Un retrato de Ciudad Juárez, la de las maquilas y los feminicidios, desde la mirada de una maestra de la coordinadora Nacional de Trabajadores de la Educación (CNTE).
Martes 19 de septiembre de 2017
Pareciera que Juárez no tiene límites y se asemeja tanto a la fotografía apocalíptica de la saga Mad Max: un desierto asolado y polvoriento propio de una pesadilla perpetua. Al andar por sus asfaltos interminables pensados para el automovilista, nunca para el transeúnte, me llena una sensación que ya no podré quitar: Ciudad Juárez es grotesca, fea y noble.
Ciertamente, Juárez, considerada como una de las ciudades más peligrosas del planeta hasta hace poco tiempo, los habitantes habían logrado adueñarse nuevamente de una mínima y relativa sensación de quietud. Sosiego que se fue al carajo luego de que hombres armados [inserte aquí cualquier asesinato reciente] de los que no se supo y no se sabrá. Una genuina injusticia.
Así, en la frontera legendaria por sus traficantes y sus maquilas (mano de obra barata femenina, con pésimos salarios y peores condiciones), el pánico es parte del paisaje: una tierra caliente por donde se le vea –el sol pega de lleno, iracundo– y el ambiente pese a sus hermosos cielos incendiados al atardecer de añil, violeta y rojo, huele a sangre y a drenaje literalmente.

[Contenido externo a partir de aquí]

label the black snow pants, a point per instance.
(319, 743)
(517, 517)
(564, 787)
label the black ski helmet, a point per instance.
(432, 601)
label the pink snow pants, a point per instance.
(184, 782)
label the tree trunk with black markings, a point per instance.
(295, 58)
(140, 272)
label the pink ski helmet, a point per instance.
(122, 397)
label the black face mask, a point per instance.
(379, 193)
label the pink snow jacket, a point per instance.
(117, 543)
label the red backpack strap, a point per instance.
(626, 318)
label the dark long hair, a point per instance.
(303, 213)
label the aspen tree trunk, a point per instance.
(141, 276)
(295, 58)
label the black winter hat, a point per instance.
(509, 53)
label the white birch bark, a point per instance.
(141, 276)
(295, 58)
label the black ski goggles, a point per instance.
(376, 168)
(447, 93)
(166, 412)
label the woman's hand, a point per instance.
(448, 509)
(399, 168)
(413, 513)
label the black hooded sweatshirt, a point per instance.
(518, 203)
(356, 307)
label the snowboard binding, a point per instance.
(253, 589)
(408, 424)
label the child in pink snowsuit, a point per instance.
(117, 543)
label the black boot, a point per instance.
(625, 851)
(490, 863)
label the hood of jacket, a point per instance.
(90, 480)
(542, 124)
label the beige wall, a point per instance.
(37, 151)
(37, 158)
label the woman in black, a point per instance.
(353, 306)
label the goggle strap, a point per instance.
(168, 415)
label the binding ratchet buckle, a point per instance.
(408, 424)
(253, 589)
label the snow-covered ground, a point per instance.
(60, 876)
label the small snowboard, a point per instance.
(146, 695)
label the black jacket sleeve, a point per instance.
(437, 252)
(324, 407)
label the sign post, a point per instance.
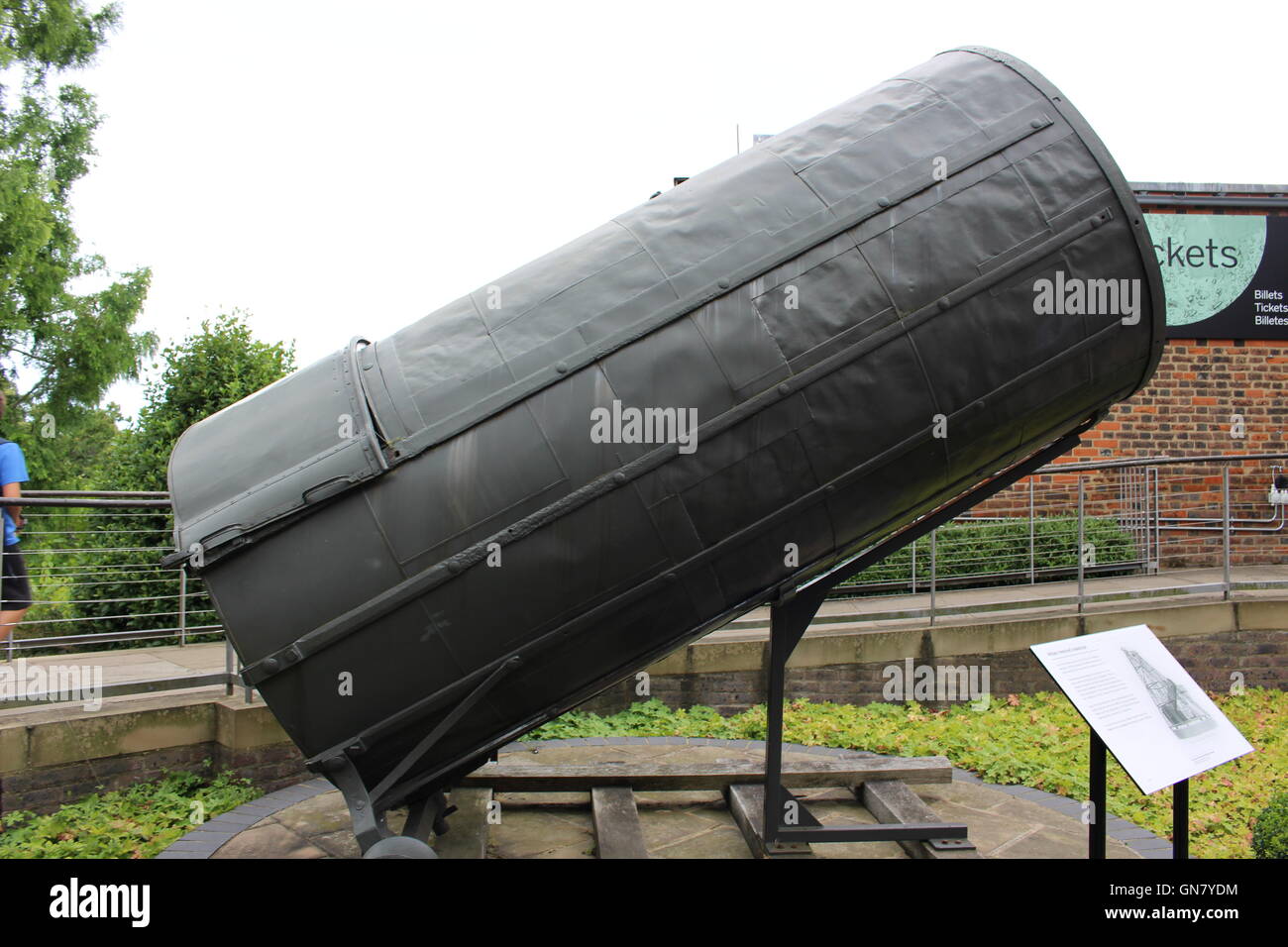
(1145, 709)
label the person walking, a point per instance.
(14, 585)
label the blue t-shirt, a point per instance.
(13, 470)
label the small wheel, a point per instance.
(399, 847)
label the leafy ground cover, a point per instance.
(1030, 740)
(134, 822)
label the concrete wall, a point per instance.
(56, 754)
(1212, 642)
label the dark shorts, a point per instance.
(14, 586)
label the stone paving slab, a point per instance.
(310, 819)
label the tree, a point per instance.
(75, 339)
(202, 373)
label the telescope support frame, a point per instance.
(789, 825)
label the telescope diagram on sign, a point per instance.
(1181, 712)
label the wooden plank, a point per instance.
(890, 800)
(468, 826)
(518, 777)
(747, 806)
(617, 822)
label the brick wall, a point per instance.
(1189, 407)
(44, 789)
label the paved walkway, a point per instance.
(310, 821)
(146, 665)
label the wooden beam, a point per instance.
(747, 805)
(617, 822)
(890, 800)
(518, 777)
(468, 826)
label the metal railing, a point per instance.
(1072, 522)
(94, 558)
(97, 581)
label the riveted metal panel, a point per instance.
(818, 303)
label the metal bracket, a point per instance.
(791, 613)
(429, 812)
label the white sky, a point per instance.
(342, 169)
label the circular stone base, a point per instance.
(312, 821)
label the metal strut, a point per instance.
(425, 813)
(787, 823)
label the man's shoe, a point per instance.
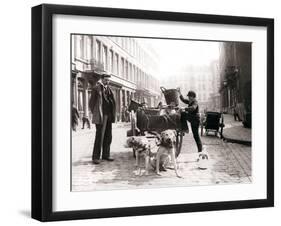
(96, 161)
(108, 159)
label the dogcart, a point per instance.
(212, 121)
(150, 122)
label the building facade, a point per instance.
(235, 79)
(130, 63)
(200, 79)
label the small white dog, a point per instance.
(167, 148)
(141, 148)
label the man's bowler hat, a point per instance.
(191, 94)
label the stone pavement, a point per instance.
(229, 163)
(235, 132)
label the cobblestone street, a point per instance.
(229, 163)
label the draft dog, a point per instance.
(141, 148)
(167, 148)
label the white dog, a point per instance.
(141, 148)
(167, 148)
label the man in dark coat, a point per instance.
(102, 105)
(191, 114)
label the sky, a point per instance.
(174, 54)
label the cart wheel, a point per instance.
(133, 122)
(179, 139)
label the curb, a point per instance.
(231, 140)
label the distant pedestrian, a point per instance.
(102, 105)
(85, 120)
(191, 114)
(74, 117)
(235, 113)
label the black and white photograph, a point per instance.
(159, 112)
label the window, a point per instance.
(111, 61)
(104, 57)
(79, 46)
(130, 72)
(122, 67)
(98, 50)
(116, 64)
(88, 48)
(126, 69)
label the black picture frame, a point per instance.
(42, 85)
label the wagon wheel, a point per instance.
(133, 127)
(222, 125)
(133, 122)
(179, 142)
(202, 129)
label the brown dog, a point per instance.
(167, 148)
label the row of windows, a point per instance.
(118, 65)
(112, 61)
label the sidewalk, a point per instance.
(235, 132)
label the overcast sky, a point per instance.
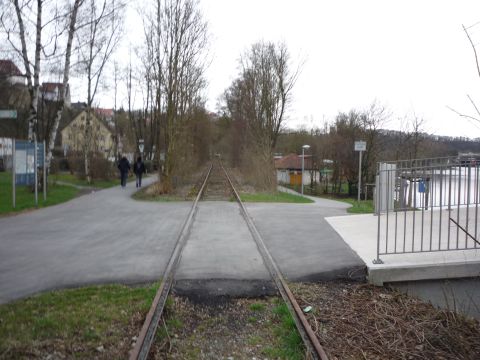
(411, 56)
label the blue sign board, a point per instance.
(25, 161)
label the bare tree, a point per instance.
(103, 33)
(476, 117)
(66, 77)
(176, 39)
(262, 93)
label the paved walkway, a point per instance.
(107, 237)
(102, 237)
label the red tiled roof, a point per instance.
(8, 68)
(104, 112)
(293, 162)
(50, 87)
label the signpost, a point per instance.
(27, 158)
(360, 146)
(8, 114)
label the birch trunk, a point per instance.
(66, 77)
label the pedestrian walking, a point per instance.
(139, 170)
(124, 167)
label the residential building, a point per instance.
(289, 169)
(11, 73)
(73, 135)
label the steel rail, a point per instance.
(147, 333)
(309, 338)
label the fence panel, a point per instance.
(427, 205)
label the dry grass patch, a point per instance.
(359, 321)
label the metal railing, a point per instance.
(427, 205)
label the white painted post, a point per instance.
(44, 174)
(359, 175)
(35, 171)
(303, 165)
(14, 174)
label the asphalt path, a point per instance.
(102, 237)
(107, 237)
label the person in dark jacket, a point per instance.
(139, 170)
(124, 167)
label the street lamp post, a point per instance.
(304, 147)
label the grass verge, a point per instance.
(86, 323)
(279, 196)
(238, 328)
(25, 198)
(362, 207)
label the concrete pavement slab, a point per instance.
(221, 256)
(360, 232)
(303, 244)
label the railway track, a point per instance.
(217, 185)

Igual que Tijuana, Nogales y Reynosa, Ciudad Juárez es frontera, o sea American´s back door. Es peliculesco, que un río seco y un muro de concreto dividan la realidad mexicana del brillante y atractivo suelo de los Estados Unidos. En la fila de los puentes internacionales, con ambas vistas contrastantes, siento coraje luego desamparo y finalmente tristeza. Pero siempre, con la mandíbula apretada, impotencia. Esta generosa ciudad es amargamente célebre debido a la vergonzosa cantidad de feminicidios, muchos con huellas de tortura y agresión sexual, rodeada de una impúdica impunidad. Aquí, en cualquier punto de Juárez, en una noche sin fecha, una mujer puede evaporarse como una bocanada de humo. Desde enero del 93 a la fecha, se estiman más de 700 “muertas de Juárez”, pero esas son solo las cifras oficiales, las de los discursos, jamás las otras, las reales, las de Praxedis, de Lote Bravo, de Lomas de Poleo.
Pero vaya, Juárez es tierra de oportunidades y la vida sigue su curso. Las tiendas abiertas, los ruteros como si transportaran vacas, las abuelas dando la bendición en las puertas de las escuelas. Y eso hace que sea más hiriente. Todo esto, que se grita pero preferimos desoír, se respira, tiene sabor. Los juarenses y arrimados –como yo- nos acostumbramos a condiciones extremas, experimentando una extraña mezcla homogénea de resignación, cotidianeidad y miedo. La vida siempre es más dura en el desierto, ajá, pero no deja de ser vida. Exactamente por ello, antes de sorprender, toma sentido que una ciudad tan golpeada por la ineficacia de un gobierno corrupto sea a la vez un lugar tan lleno de vida. A primera vista es obvio que la ciudad está devastada por el crimen y por una burlona serie de obras públicas a medio hacer que hieden a rapiña. En mi compañero del momento, Las ciudades invisibles, Calvino describe un lugar como este: “es una destrucción sin fin ni forma y su corrupción está demasiado gangrenada para que nuestro cetro pueda ponerle remedio”.
Mientras Juárez está rota y adolorida, nosotros comemos burritos en el recreo. Unos alumnos alegremente me muestran canciones de Porta, Zmoky, el Cartel y Adán Zapata, otros me cuentan de[...]. Y yo estoy alerta a las inclementes tolvaneras que nos llenan de arena la boca, los ojos y hasta la… Sin querer ni poder reflexionar en la nulidad de la frase, finalizan repitiendo la sentencia dicha hartas veces por sus padres: “Aquí es seguro hasta que pasa algo, maestra”.
Juárez es un lugar extraño, como el resto del México lindo y herido. Por su continuo flujo de brutalidad, de contradicción, de piedad, de miseria. Juárez, en medio del vacío que la consume y la calcina, es también vitalidad y ternura.
(Escrito en mi segundo año de llegar a Juárez).